Back to default values:

Windows Registry Editor Version 5.00

[HKEY_LOCAL_MACHINE\SYSTEM\CurrentControlSet\Services\SharedAccess\Parameters\FirewallPolicy\StandardProfile]"EnableFirewall"=dword:00000001

"DisableNotifications"=dword:00000001

"DoNotAllowExceptions"=dword:00000001

[HKEY_LOCAL_MACHINE\SOFTWARE\Microsoft\Security Center]

"FirstRunDisabled"=dword:00000000

"AntiVirusDisableNotify"=dword:00000000

"FirewallDisableNotify"=dword:00000000

"UpdatesDisableNotify"=dword:00000000

"AntiVirusOverride"=dword:00000000

"FirewallOverride"=dword:00000000

or simple:

Windows Registry Editor Version 5.00

[HKEY_LOCAL_MACHINE\SYSTEM\CurrentControlSet\Services\SharedAccess\Parameters\FirewallPolicy\StandardProfile]"EnableFirewall"=dword:00000000

after aplying, restart.

[sandyd]

All of them are good ideas, however unless I can get the security privilages elevated, then none of them are gonna work.

Thanks for everyones help so far, will keep trying with different ideas.

[RocTx]

Who has the local admin password? Somebody has to have it no?

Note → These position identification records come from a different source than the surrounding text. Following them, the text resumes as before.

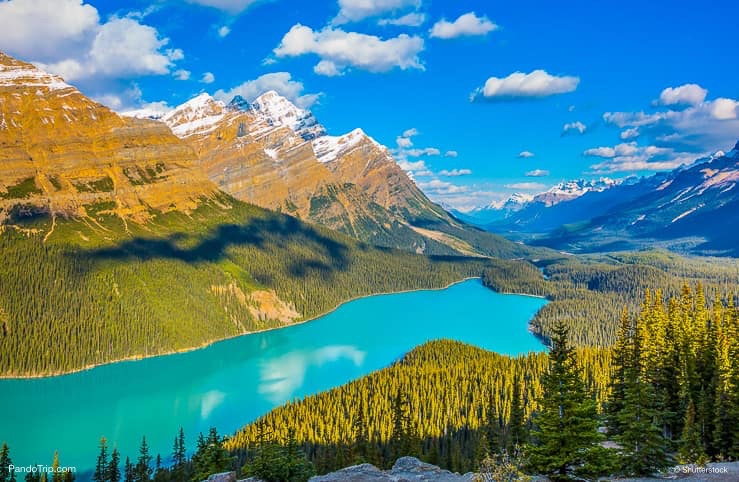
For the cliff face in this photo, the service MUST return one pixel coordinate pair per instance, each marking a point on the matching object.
(276, 155)
(61, 152)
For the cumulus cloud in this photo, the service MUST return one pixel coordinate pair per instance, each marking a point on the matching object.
(339, 50)
(281, 82)
(630, 157)
(436, 187)
(700, 127)
(232, 7)
(468, 24)
(527, 186)
(415, 168)
(688, 94)
(535, 84)
(413, 19)
(630, 133)
(181, 74)
(455, 172)
(576, 126)
(66, 37)
(355, 10)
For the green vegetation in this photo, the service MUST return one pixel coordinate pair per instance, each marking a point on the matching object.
(105, 290)
(590, 292)
(447, 402)
(22, 190)
(668, 389)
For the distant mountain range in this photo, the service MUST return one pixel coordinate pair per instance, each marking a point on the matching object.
(691, 209)
(64, 155)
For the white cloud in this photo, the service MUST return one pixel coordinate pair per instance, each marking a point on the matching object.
(181, 74)
(351, 49)
(66, 37)
(281, 82)
(413, 19)
(327, 68)
(436, 187)
(520, 85)
(455, 172)
(574, 126)
(44, 30)
(466, 25)
(232, 7)
(355, 10)
(688, 94)
(630, 133)
(705, 127)
(527, 186)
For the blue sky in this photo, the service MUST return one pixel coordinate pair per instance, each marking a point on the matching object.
(463, 92)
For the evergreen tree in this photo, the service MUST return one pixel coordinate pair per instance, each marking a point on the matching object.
(644, 448)
(129, 471)
(691, 448)
(6, 475)
(179, 458)
(114, 470)
(517, 433)
(101, 468)
(565, 437)
(143, 465)
(210, 457)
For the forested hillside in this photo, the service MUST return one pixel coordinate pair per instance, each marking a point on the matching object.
(590, 292)
(99, 289)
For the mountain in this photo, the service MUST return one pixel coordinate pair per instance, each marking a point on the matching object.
(116, 244)
(276, 155)
(687, 210)
(66, 155)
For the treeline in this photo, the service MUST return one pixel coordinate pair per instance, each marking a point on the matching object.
(98, 290)
(441, 402)
(667, 392)
(589, 292)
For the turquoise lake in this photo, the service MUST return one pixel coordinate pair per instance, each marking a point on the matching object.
(233, 382)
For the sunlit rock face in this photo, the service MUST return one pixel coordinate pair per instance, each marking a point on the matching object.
(276, 155)
(61, 153)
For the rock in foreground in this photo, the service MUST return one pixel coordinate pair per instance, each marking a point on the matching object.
(405, 469)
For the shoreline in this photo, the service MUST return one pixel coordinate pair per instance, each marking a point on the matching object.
(213, 342)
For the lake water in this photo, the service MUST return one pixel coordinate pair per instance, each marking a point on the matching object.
(233, 382)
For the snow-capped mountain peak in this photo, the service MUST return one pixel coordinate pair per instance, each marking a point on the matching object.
(280, 111)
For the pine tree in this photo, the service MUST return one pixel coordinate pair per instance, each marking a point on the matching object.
(114, 470)
(565, 437)
(179, 458)
(517, 433)
(691, 447)
(143, 465)
(129, 471)
(644, 448)
(6, 475)
(101, 468)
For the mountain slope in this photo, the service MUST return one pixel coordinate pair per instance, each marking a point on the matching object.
(689, 209)
(115, 244)
(276, 155)
(60, 153)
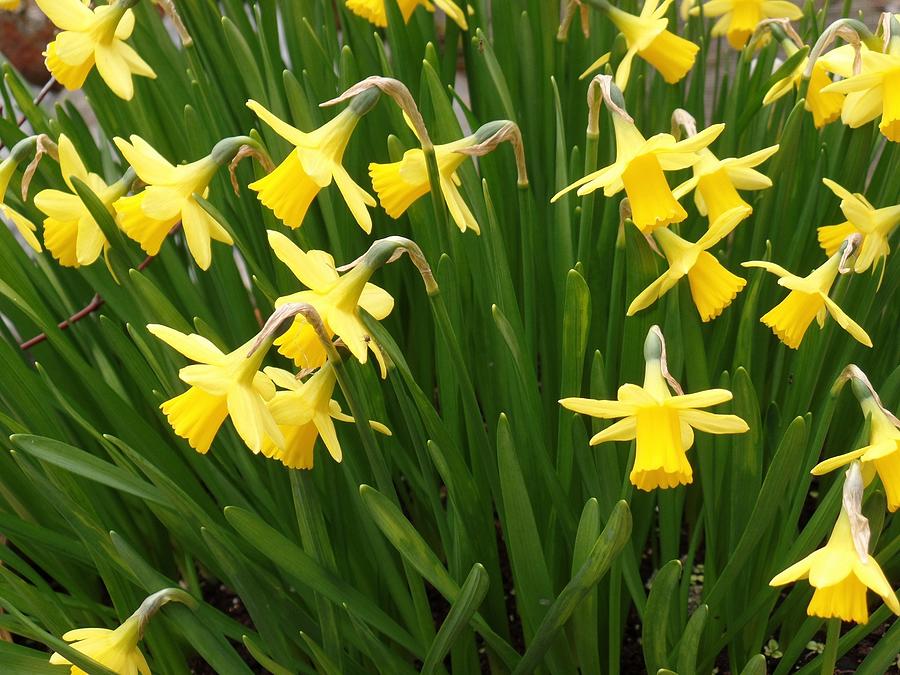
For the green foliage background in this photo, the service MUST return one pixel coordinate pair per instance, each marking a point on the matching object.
(486, 477)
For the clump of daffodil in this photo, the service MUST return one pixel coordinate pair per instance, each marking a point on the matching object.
(71, 234)
(92, 37)
(737, 19)
(881, 454)
(337, 298)
(716, 181)
(661, 423)
(304, 411)
(875, 89)
(875, 226)
(313, 163)
(808, 299)
(401, 183)
(712, 286)
(374, 10)
(118, 649)
(640, 164)
(221, 385)
(824, 106)
(647, 36)
(843, 569)
(147, 217)
(7, 168)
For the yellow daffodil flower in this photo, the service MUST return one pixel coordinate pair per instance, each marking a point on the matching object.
(808, 299)
(841, 572)
(150, 215)
(875, 90)
(874, 225)
(71, 234)
(116, 649)
(399, 184)
(305, 411)
(24, 226)
(313, 164)
(374, 10)
(222, 385)
(336, 298)
(824, 106)
(739, 18)
(882, 453)
(712, 286)
(639, 170)
(647, 36)
(93, 37)
(661, 423)
(717, 181)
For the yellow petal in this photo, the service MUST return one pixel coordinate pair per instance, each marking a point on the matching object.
(597, 408)
(313, 272)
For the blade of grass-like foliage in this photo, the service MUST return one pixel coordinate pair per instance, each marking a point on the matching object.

Can your script prompt them to enter the password?

Found this script (VB) to disable the firewall. You could "FileInstall" it and then run it.

http://www.kayodeok.co.uk/weblog/200405/09...p_firewall.html

Set objFirewall = CreateObject("HNetCfg.FwMgr")
Set objPolicy = objFirewall.LocalPolicy.CurrentProfile

objPolicy.FirewallEnabled = FALSE

Hope it helps and gives you some ideas.

RocTx

[GaryFrost]

use the tool psexec and run the app as system?